Es war eine gute Idee: Klimaschutzverträge sollten klimafreundliche Investitionen für die Industrie absichern. Die höheren Kosten sollte der Bund durch Ausgleichszahlungen abfedern. Doch nun wurde bekannt: Bereits die zweite Ausschreibungsrunde kommt nicht zustande. Dem Bund fehlen dafür zwölf Milliarden Euro. Der Grund: Das Ampel-Aus. 
 
Betroffen sind vor allem die energieintensiven Branchen Stahl, Glas und Zement. Experten warnen nun davor, die Maßnahme auslaufen zu lassen. So sagte etwa Thilo Schaefer vom Institut der deutschen Wirtschaft (IW), dass die Politik der Industrie erhebliche Lasten auferlege. Für diese Lasten müsse es einen Ausgleich geben, „sonst können die Unternehmen im internationalen Wettbewerb nicht bestehen“.

Viele Unternehmen warteten beim Einstieg in CO2-neutrale Produktionsverfahren derzeit noch ab, weil sich die Preisrisiken etwa für grünen Wasserstoff kaum abschätzen ließen. Die Klimaschutzverträge milderten diese Risiken und seien daher eine große Hilfe. „Sie senden ein positives Signal in den Markt.“

Erste Unternehmen warnen bereits, dass ihre Dekarbonisierungsprojekte ohne diesen Ausgleich nicht über das Pilotstadium hinaus weitergeführt würden.

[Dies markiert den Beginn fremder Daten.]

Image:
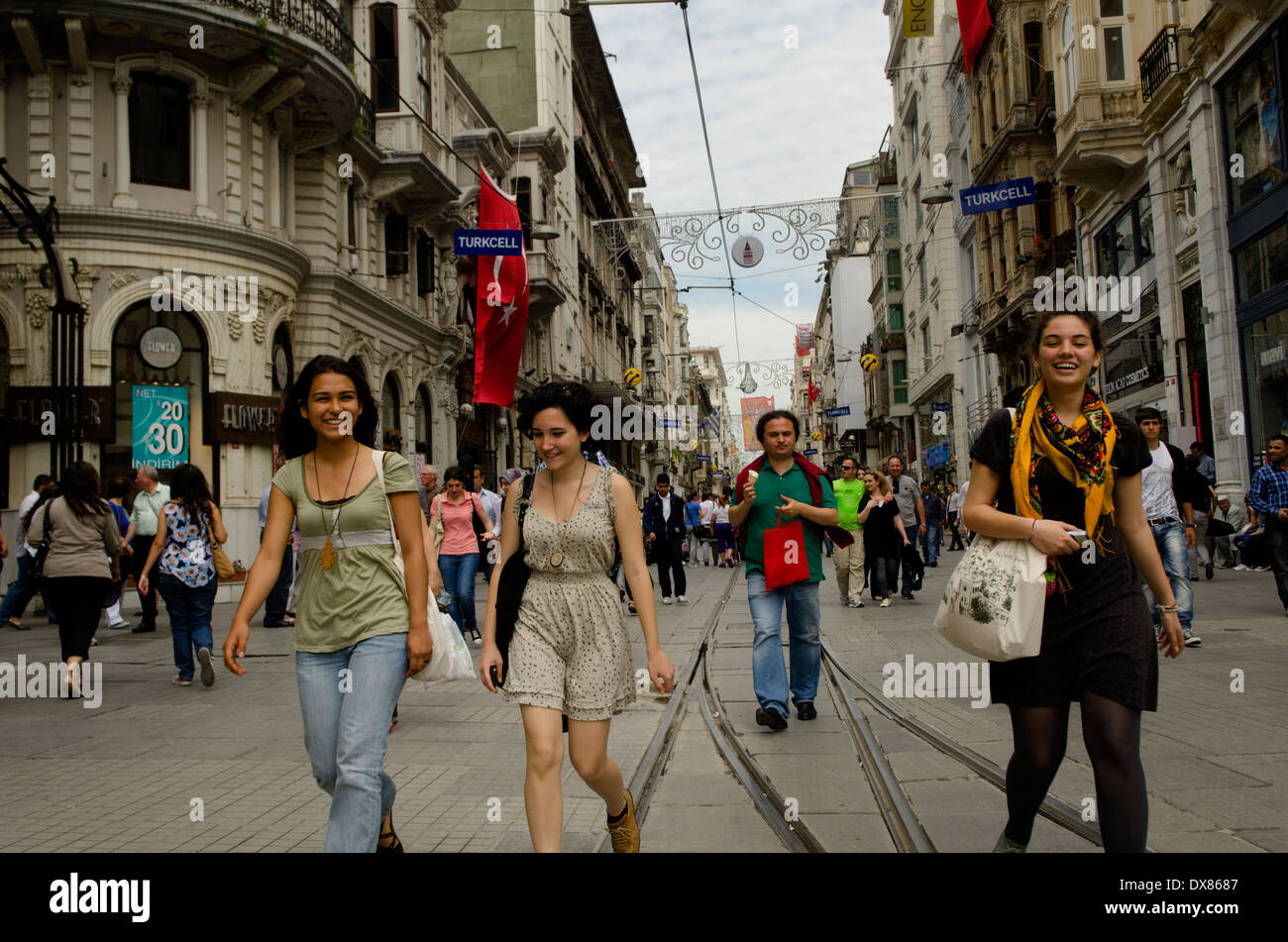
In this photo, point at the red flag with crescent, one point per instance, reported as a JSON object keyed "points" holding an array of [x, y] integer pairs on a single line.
{"points": [[501, 314]]}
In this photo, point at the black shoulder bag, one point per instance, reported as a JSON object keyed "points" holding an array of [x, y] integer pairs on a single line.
{"points": [[38, 568], [509, 587]]}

Bereits bei der ersten Ausschreibungsrunde für Klimaschutzverträge hatten sich 17 Unternehmen mit Projekten mit einem Fördervolumen von 5,8 Milliarden Euro beworben. 15 erhielten einen Zuschlag. Insgesamt bewilligte das Bundeswirtschaftsministerium seinerzeit Förderungen in Höhe von 2,8 Milliarden Euro.

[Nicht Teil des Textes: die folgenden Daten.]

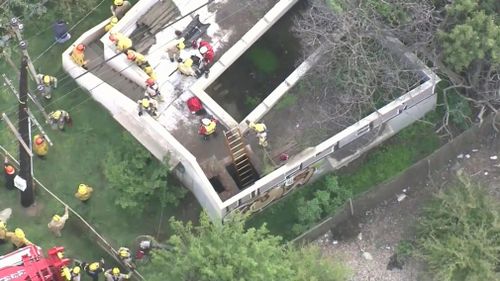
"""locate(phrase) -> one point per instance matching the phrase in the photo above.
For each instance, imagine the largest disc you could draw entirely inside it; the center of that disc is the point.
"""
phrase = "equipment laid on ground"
(29, 264)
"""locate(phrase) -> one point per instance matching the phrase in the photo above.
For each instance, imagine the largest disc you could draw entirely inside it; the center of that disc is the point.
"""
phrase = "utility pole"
(25, 159)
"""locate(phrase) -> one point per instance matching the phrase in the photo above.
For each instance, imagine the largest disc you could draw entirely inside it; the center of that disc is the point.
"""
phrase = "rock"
(367, 256)
(5, 214)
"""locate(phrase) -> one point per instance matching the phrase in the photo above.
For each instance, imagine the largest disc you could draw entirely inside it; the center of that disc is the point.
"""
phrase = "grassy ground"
(76, 156)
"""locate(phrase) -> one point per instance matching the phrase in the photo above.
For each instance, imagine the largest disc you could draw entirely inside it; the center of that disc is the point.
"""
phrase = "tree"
(138, 177)
(459, 234)
(213, 251)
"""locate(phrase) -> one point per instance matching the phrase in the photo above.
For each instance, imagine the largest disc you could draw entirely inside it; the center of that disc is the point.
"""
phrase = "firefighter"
(175, 51)
(186, 67)
(152, 88)
(10, 174)
(78, 56)
(46, 84)
(3, 232)
(138, 58)
(112, 22)
(83, 192)
(208, 127)
(122, 42)
(76, 273)
(93, 269)
(120, 8)
(40, 145)
(260, 130)
(58, 118)
(148, 105)
(57, 222)
(18, 238)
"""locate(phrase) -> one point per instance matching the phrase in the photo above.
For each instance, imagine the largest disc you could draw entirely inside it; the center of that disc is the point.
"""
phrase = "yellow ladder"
(237, 148)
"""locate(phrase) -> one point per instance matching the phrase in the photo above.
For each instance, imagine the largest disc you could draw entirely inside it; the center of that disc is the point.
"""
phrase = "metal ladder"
(241, 161)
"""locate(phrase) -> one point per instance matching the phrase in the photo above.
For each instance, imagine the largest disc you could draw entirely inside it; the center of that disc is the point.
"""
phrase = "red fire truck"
(29, 264)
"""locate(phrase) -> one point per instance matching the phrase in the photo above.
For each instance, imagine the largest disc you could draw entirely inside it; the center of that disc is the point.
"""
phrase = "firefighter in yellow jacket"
(40, 145)
(84, 192)
(57, 222)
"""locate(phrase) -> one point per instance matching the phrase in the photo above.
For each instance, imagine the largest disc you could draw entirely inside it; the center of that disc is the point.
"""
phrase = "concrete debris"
(367, 256)
(401, 197)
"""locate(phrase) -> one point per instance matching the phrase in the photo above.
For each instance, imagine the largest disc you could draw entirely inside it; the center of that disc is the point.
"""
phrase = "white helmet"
(203, 49)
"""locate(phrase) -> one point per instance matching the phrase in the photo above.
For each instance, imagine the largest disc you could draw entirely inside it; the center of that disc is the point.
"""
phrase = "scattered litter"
(367, 256)
(401, 197)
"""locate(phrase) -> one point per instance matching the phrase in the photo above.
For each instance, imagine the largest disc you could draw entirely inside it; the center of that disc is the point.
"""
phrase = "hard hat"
(76, 270)
(181, 44)
(203, 49)
(19, 233)
(150, 81)
(131, 55)
(145, 102)
(38, 140)
(94, 266)
(82, 189)
(205, 121)
(188, 62)
(9, 169)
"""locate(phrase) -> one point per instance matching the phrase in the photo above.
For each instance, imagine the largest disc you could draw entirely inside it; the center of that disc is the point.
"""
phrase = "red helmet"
(39, 140)
(9, 170)
(150, 81)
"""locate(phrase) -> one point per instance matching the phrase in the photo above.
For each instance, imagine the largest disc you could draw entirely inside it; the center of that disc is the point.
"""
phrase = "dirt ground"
(381, 229)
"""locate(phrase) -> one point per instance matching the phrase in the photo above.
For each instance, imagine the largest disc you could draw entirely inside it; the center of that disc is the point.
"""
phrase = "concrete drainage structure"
(191, 164)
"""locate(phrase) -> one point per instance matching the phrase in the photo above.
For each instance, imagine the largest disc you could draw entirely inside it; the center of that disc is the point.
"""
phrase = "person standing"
(57, 222)
(61, 33)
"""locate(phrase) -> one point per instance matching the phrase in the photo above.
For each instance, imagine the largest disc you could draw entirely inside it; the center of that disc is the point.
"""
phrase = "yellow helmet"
(19, 233)
(46, 79)
(145, 102)
(94, 266)
(82, 189)
(181, 44)
(76, 270)
(188, 62)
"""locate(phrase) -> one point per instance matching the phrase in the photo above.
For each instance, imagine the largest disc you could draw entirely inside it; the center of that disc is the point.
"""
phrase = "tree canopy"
(459, 235)
(229, 252)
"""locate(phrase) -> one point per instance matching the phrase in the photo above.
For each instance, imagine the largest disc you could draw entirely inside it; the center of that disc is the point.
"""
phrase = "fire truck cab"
(29, 264)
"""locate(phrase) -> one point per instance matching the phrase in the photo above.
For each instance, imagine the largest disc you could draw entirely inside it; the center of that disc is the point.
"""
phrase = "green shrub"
(459, 234)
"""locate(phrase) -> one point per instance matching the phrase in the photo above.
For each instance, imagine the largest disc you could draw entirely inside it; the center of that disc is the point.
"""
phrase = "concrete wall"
(412, 177)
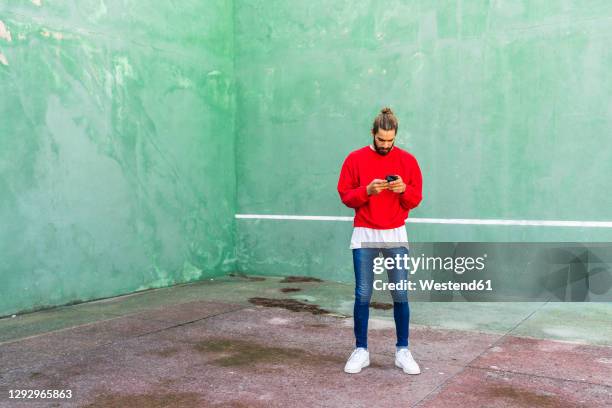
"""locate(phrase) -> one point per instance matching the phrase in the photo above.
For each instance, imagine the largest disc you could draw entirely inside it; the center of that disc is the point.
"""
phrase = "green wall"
(506, 105)
(116, 147)
(131, 132)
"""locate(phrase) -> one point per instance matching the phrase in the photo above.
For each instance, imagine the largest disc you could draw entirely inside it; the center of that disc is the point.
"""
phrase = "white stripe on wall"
(453, 221)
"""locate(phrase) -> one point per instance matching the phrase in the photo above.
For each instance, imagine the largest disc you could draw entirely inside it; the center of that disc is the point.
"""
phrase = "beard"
(381, 150)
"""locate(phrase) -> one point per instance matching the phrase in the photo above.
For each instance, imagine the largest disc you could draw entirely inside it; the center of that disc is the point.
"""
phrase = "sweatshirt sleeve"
(413, 195)
(351, 193)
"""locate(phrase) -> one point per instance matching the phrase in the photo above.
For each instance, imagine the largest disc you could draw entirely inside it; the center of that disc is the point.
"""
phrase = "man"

Entsprechend groß war auch das Interesse an der zweiten Ausschreibungsrunde: Nach Ministeriumsangaben sind im Vorverfahren rund 130 Projektskizzen aus allen zulässigen Sektoren der energieintensiven Industrie eingereicht worden. Die erfolgreiche Teilnahme am Vorverfahren ist Voraussetzung für die Teilnahme an der zweiten Ausschreibungsrunde.